Spreading Canvas: Eighteenth-Century British Marine Painting

Cover, Spreading Canvas: Eighteenth-Century British Marine Painting

Edited by Eleanor Hughes

With contributions by Eleanor Hughes, Richard Johns, Sophie Lynford, John McAleer, Geoff Quilley, Christine Riding, Catherine Roach, and Pieter van der Merwe

Published by the Yale Center for British Art in association with Yale University Press

312 pages, 9 1/2 x 11 inches, 312 color illustrations, hardcover, ISBN 9780300221572

Publication date: October 25, 2016

Description

Over the course of the eighteenth century, Britain vied with its main rivals—Holland, Spain, and France—for dominion of the seas.
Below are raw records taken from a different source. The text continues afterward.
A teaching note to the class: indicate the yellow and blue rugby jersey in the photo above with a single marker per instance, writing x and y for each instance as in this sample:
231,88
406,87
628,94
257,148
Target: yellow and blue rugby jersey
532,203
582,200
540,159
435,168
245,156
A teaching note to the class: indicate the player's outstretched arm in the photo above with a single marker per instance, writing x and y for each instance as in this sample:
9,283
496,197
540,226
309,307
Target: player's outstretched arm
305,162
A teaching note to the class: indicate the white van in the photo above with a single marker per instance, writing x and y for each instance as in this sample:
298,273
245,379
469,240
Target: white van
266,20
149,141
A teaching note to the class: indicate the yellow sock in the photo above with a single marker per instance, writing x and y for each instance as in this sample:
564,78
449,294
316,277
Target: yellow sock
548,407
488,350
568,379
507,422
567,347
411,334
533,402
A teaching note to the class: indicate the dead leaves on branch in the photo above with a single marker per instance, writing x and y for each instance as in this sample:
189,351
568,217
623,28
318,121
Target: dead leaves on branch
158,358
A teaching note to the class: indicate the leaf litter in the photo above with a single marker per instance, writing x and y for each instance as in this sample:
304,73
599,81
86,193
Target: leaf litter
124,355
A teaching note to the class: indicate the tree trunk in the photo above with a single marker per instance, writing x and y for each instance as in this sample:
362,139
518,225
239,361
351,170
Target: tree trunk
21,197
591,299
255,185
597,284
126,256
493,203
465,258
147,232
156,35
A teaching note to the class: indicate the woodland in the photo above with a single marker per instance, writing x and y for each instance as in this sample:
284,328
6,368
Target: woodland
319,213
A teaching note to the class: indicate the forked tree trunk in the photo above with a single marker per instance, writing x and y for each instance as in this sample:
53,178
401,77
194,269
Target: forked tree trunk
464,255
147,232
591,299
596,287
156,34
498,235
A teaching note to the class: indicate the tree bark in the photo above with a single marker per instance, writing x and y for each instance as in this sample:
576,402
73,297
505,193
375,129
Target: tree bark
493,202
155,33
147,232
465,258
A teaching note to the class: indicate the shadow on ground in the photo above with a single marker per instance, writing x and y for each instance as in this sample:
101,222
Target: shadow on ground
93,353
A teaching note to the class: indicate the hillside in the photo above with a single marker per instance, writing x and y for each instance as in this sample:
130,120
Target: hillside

From thundering naval engagements to tranquil coastal scenes; from stormy shipwrecks to detailed views of working life in dockyards and on rivers; and from native shores to the farthest reaches of the globe, marine painting helped to tell the stories of the nation’s successes and disasters. Spreading Canvas surveys this genre as it developed in tandem both with the British maritime empire and with the art world of eighteenth-century London, where artists such as Peter Monamy, Samuel Scott, Dominic Serres, and Nicholas Pocock exhibited their work alongside history paintings, portraits, and landscapes. By examining marine paintings within a context that includes preparatory sketches, letters, and spectacular ship models, Spreading Canvas illuminates the artistry involved in their making and recovers the meanings they conveyed to eighteenth-century viewers. Illustrated with a wealth of beautifully reproduced images, Spreading Canvas reveals that, from the age of tapestries to the advent of the modern panorama, marine painting was a vital and engaging part of British culture.